Una mano le acercó un cigarrillo y se encontró devolviendo sus dientes en una especie de frugal satisfacción y esperanza. Lo prendió casi como una tos, le gustó mirar cómo el fuego, muy de a poquito, iba quemando la punta, iba haciéndose brama, iba siendo canción, su canción. (Él cantaba mientras se bañaba, a ella le gustaba escucharlo, se paraba detrás de la puerta solo para hacerlo, y se quedaba ahí, sin hacer ruido, hasta que estuviera segura que las gotas habían dejado de caer de la ducha).

Gracias. Dijo gracias. Como si con eso hubiera sido suficiente, como si eso solo hubiera sido suficiente para justificar el día, la salida, la madrugada, el frío, el miedo. Se levantó como para irse, las miró a las mujeres como para irse, hizo algo así como un ademán de saludo cordial, de esos que le enseñaban las series de televisión. Se hubiera arremangado el vestido si hubiera tenido uno. Vos de acá no te vas nada. Escuchó, tartamudeó su cuerpo en la vacilación, me quedo, me voy, me quedo, me voy. Vos de acá todavía no te vas, se repitió. Entonces se dio vuelta.

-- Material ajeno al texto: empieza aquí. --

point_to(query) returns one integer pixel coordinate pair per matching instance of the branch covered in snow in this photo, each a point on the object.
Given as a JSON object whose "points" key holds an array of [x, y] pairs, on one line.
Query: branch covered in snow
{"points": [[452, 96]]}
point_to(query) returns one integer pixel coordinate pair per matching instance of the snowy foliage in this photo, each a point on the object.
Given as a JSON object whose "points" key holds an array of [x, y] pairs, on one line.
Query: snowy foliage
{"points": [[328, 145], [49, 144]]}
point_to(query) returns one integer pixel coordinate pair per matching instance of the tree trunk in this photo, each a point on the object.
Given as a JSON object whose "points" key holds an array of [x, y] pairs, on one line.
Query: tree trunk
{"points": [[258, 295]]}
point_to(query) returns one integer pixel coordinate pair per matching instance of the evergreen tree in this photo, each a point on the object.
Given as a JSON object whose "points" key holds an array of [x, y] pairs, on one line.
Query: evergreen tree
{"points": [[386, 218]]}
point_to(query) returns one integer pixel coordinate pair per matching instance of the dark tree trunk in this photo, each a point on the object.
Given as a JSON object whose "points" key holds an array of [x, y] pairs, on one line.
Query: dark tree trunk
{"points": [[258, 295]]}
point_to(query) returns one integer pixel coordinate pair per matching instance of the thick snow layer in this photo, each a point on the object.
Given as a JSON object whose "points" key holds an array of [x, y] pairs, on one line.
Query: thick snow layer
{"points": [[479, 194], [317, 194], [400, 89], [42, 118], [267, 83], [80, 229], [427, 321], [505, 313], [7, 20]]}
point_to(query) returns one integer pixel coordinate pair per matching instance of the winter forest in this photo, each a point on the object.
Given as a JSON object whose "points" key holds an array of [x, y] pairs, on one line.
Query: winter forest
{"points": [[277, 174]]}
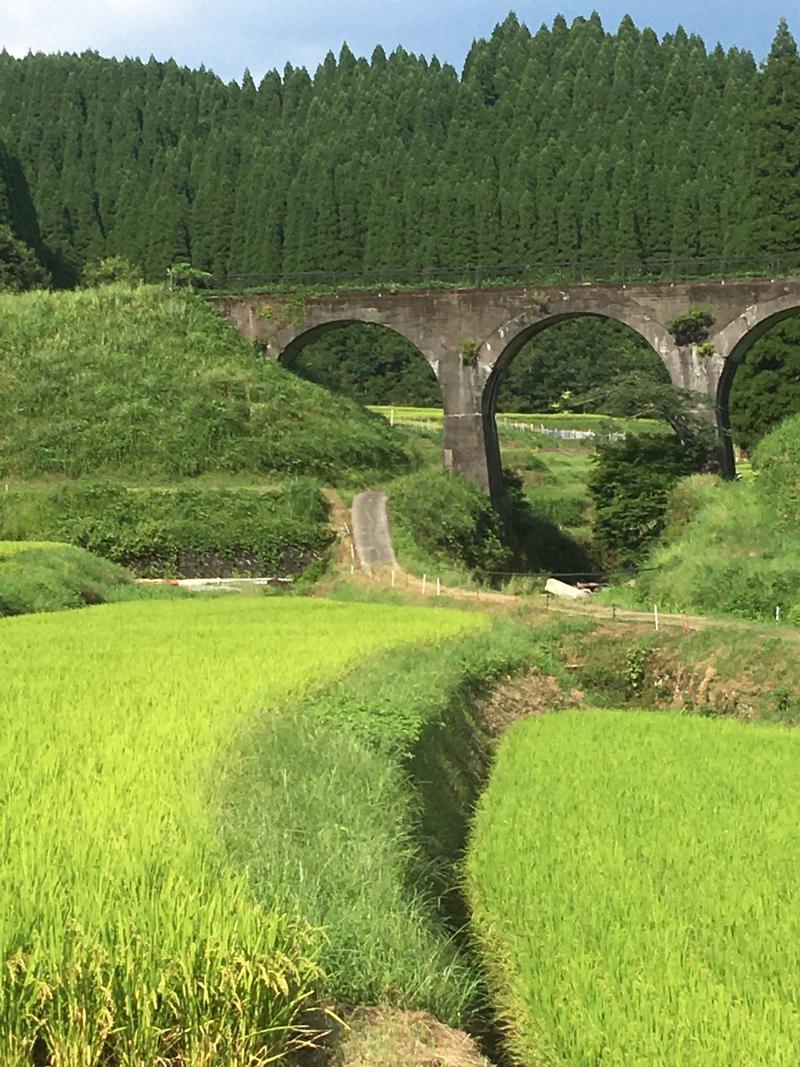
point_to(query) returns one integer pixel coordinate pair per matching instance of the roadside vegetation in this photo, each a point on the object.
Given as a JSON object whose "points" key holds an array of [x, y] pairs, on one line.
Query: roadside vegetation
{"points": [[136, 934], [731, 547], [181, 531], [50, 577]]}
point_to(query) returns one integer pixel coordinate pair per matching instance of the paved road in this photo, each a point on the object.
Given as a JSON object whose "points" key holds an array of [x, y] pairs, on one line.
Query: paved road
{"points": [[371, 530]]}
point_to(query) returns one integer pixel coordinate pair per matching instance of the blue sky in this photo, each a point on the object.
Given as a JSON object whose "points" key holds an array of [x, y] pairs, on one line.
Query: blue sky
{"points": [[229, 36]]}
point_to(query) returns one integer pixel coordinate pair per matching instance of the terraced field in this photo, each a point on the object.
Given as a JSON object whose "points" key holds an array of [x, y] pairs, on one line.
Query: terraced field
{"points": [[635, 879], [127, 934]]}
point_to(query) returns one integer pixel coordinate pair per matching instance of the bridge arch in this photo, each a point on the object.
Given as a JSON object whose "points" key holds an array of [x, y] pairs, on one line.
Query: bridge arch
{"points": [[499, 350], [735, 341]]}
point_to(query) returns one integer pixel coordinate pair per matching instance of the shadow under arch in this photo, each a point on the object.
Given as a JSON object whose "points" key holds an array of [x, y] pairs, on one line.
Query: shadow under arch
{"points": [[734, 361], [504, 361], [335, 328]]}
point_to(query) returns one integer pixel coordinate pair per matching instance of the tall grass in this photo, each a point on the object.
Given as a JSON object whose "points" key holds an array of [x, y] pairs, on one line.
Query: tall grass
{"points": [[636, 889], [127, 935], [138, 382]]}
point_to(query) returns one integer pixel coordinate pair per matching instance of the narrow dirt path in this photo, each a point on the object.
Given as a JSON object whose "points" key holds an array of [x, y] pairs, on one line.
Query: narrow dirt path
{"points": [[371, 531]]}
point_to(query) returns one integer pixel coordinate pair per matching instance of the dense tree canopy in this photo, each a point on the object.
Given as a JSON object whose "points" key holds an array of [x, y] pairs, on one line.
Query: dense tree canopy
{"points": [[565, 143]]}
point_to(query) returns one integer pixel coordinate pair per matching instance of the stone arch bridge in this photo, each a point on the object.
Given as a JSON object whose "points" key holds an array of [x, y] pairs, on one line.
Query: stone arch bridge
{"points": [[469, 337]]}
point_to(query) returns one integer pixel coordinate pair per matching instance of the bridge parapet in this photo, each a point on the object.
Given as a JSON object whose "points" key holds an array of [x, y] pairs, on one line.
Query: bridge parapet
{"points": [[469, 336]]}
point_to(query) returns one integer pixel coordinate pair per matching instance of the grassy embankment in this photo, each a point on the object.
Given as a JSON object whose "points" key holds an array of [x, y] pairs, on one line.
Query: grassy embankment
{"points": [[634, 880], [50, 577], [451, 538], [145, 392], [731, 548], [129, 923]]}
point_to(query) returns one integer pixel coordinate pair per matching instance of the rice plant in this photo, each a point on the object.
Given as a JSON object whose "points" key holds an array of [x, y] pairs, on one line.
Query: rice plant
{"points": [[635, 880]]}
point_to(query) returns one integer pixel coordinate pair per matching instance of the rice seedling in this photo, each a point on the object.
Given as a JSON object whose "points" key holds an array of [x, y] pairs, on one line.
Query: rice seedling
{"points": [[127, 935], [634, 879]]}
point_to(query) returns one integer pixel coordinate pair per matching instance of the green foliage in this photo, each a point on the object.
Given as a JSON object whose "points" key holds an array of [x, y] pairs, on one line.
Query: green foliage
{"points": [[184, 275], [181, 531], [629, 488], [19, 268], [322, 173], [112, 270], [766, 387], [534, 530], [776, 156], [777, 460], [581, 356], [623, 862], [357, 829], [122, 729], [369, 364], [141, 382], [468, 351], [57, 576], [692, 327], [723, 552], [450, 521]]}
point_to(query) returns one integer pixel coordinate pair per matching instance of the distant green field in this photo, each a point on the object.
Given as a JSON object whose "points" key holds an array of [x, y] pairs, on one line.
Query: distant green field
{"points": [[127, 935], [564, 420], [635, 881]]}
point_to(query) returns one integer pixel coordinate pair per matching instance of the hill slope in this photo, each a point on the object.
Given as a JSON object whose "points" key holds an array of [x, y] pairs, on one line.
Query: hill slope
{"points": [[147, 383]]}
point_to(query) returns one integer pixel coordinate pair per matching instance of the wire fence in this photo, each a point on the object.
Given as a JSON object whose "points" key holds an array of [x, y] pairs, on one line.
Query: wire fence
{"points": [[565, 272]]}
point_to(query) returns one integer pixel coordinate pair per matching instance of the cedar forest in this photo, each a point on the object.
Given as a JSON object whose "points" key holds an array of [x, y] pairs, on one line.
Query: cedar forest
{"points": [[570, 143]]}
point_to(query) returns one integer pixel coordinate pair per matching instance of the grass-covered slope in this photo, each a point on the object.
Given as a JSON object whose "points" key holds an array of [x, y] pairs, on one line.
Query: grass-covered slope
{"points": [[634, 878], [731, 548], [143, 382], [186, 531], [129, 934], [50, 577]]}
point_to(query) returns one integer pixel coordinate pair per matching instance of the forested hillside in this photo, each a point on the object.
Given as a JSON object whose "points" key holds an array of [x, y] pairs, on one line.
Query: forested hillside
{"points": [[569, 142]]}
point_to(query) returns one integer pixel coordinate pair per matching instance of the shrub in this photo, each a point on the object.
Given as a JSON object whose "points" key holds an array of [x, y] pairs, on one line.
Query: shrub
{"points": [[629, 487], [57, 576], [691, 328], [777, 459], [110, 271], [186, 531]]}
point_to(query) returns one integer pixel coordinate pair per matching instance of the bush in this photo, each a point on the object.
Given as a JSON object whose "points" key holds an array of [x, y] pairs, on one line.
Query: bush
{"points": [[186, 531], [110, 271], [777, 459], [450, 521], [630, 484], [57, 576], [141, 383], [724, 555]]}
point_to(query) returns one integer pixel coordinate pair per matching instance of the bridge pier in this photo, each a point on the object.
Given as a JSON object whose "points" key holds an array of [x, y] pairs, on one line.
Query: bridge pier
{"points": [[469, 336]]}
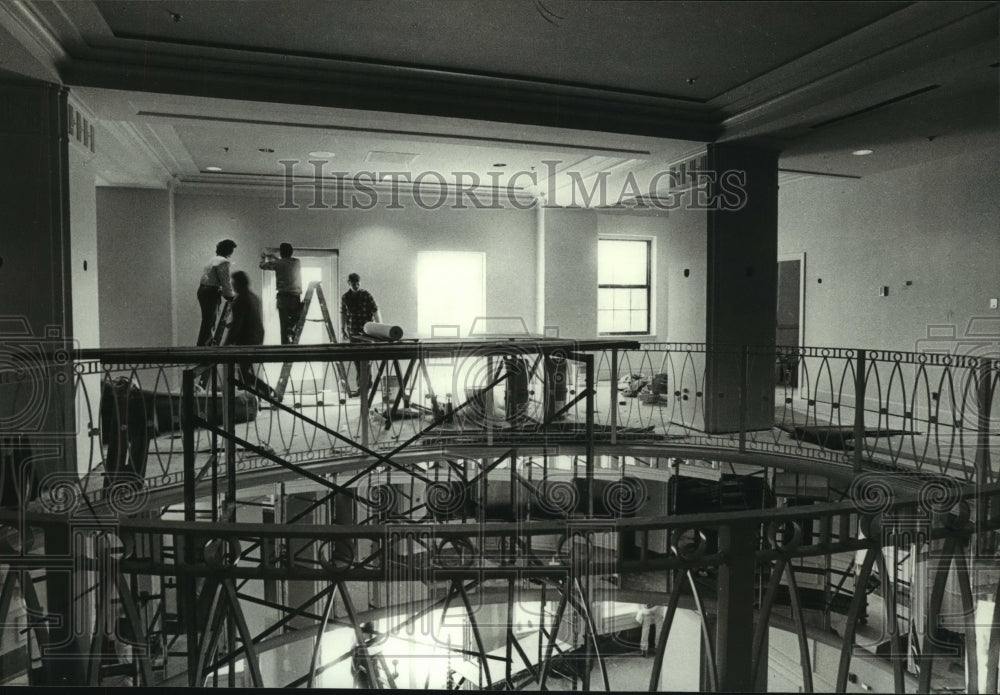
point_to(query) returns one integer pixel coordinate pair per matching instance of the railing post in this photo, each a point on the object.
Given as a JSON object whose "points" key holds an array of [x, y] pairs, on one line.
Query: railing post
{"points": [[733, 643], [614, 395], [983, 407], [744, 368], [364, 377], [588, 363], [187, 435], [229, 424], [187, 585], [860, 367]]}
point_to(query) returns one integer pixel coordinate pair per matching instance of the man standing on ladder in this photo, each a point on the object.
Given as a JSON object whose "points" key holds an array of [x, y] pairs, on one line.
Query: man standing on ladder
{"points": [[357, 307], [288, 279]]}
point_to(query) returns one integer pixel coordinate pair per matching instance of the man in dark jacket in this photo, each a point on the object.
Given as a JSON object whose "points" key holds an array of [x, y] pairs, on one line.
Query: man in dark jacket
{"points": [[247, 328], [288, 281]]}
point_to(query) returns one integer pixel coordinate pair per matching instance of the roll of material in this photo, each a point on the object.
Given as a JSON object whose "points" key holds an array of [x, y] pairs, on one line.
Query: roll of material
{"points": [[383, 331]]}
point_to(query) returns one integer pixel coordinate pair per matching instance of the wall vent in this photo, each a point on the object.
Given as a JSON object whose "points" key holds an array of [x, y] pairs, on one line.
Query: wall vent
{"points": [[80, 129], [682, 173]]}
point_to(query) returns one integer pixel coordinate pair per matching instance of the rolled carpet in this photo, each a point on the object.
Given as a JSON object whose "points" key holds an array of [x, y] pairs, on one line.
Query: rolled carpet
{"points": [[383, 331]]}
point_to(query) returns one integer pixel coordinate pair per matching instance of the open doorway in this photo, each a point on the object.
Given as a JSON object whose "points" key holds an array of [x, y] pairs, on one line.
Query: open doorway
{"points": [[789, 329]]}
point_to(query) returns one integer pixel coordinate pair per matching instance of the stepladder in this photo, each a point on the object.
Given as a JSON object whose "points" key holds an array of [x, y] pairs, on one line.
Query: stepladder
{"points": [[314, 297]]}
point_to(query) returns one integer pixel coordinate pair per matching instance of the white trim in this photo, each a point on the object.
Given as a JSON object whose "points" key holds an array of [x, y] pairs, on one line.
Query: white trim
{"points": [[33, 33], [611, 236]]}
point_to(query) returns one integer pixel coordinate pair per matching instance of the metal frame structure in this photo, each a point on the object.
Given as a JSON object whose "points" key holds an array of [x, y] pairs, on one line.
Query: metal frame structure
{"points": [[449, 512]]}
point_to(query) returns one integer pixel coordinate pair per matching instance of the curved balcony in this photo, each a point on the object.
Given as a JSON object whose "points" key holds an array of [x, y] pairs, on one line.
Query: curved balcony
{"points": [[832, 499]]}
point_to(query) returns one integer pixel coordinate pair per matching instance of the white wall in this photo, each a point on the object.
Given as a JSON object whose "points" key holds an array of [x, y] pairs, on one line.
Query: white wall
{"points": [[379, 244], [83, 248], [133, 246], [934, 224]]}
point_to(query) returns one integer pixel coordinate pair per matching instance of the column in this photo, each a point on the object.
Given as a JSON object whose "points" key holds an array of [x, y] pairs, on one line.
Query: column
{"points": [[742, 281]]}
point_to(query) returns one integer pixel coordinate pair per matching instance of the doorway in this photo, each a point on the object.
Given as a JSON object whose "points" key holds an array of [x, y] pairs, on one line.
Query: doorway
{"points": [[789, 328]]}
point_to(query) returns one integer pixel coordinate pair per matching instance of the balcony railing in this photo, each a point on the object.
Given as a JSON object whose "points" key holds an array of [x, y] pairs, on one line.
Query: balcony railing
{"points": [[460, 469]]}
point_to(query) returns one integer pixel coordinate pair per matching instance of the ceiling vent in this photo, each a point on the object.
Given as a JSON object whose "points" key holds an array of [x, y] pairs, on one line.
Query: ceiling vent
{"points": [[873, 107], [393, 158]]}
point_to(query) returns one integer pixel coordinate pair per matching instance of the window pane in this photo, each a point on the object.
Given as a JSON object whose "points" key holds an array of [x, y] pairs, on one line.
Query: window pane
{"points": [[638, 321], [604, 321], [638, 300], [605, 299], [620, 323], [621, 299], [621, 262]]}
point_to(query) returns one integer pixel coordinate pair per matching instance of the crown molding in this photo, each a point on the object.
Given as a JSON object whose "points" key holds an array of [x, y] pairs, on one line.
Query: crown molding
{"points": [[34, 34]]}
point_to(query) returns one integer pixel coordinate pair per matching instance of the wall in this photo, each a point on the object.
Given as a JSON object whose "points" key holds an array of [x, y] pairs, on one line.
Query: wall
{"points": [[380, 244], [133, 252], [686, 249], [933, 224], [571, 272], [571, 269]]}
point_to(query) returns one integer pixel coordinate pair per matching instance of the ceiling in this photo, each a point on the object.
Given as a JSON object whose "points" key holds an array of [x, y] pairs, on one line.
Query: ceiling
{"points": [[463, 85]]}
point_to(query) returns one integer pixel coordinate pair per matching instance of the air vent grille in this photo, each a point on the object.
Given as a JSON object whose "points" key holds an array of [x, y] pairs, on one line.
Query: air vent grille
{"points": [[873, 107], [394, 158], [80, 129]]}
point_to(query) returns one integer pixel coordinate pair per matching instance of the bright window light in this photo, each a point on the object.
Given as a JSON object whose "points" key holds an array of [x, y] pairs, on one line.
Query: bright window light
{"points": [[450, 292]]}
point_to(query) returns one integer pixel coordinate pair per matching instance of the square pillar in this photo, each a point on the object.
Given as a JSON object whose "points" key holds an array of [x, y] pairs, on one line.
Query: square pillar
{"points": [[742, 287]]}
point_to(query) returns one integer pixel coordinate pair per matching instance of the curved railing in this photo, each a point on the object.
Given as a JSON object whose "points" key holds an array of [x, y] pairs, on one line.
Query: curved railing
{"points": [[475, 468]]}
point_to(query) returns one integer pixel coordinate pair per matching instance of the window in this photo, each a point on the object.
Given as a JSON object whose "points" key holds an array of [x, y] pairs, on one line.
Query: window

jueves, 16 de julio de 2015

Sin puchos (2° entrega)

Caminó con cierto aire de decisión los primeros metros, aquellos que la arrojaban de su casa hacia el afuera, ese mundo que últimamente le venía resultando tan extraño. Es que antes, era fácil salir abrazada a la cintura de, recorrer el paisaje con la seguridad que le daba tener esos dos ojos encima de los suyos como un rezo, como una plegaria o un manual de protecciones y de defensa. Pero ya no. Entonces, cómo no dejar, ahora, en ese ahora de lo nuevo, de lo inaudito, de lo ridículo, dejar por unos breves segundos que el viento le tocara el cuerpo con una intensidad inmensa (¿hacía cuánto que no sentía esa emoción en el cuerpo?), abrirse a lo desconocido de la noche, mirar, mirar, mirar, mirar, como quien ve, como quien tiene ojos, como quien no se guarda para sí el secreto del descubrimiento, que era ella misma después de todo, eran los cigarrillos que no tenía, era el encendedor en su bolso.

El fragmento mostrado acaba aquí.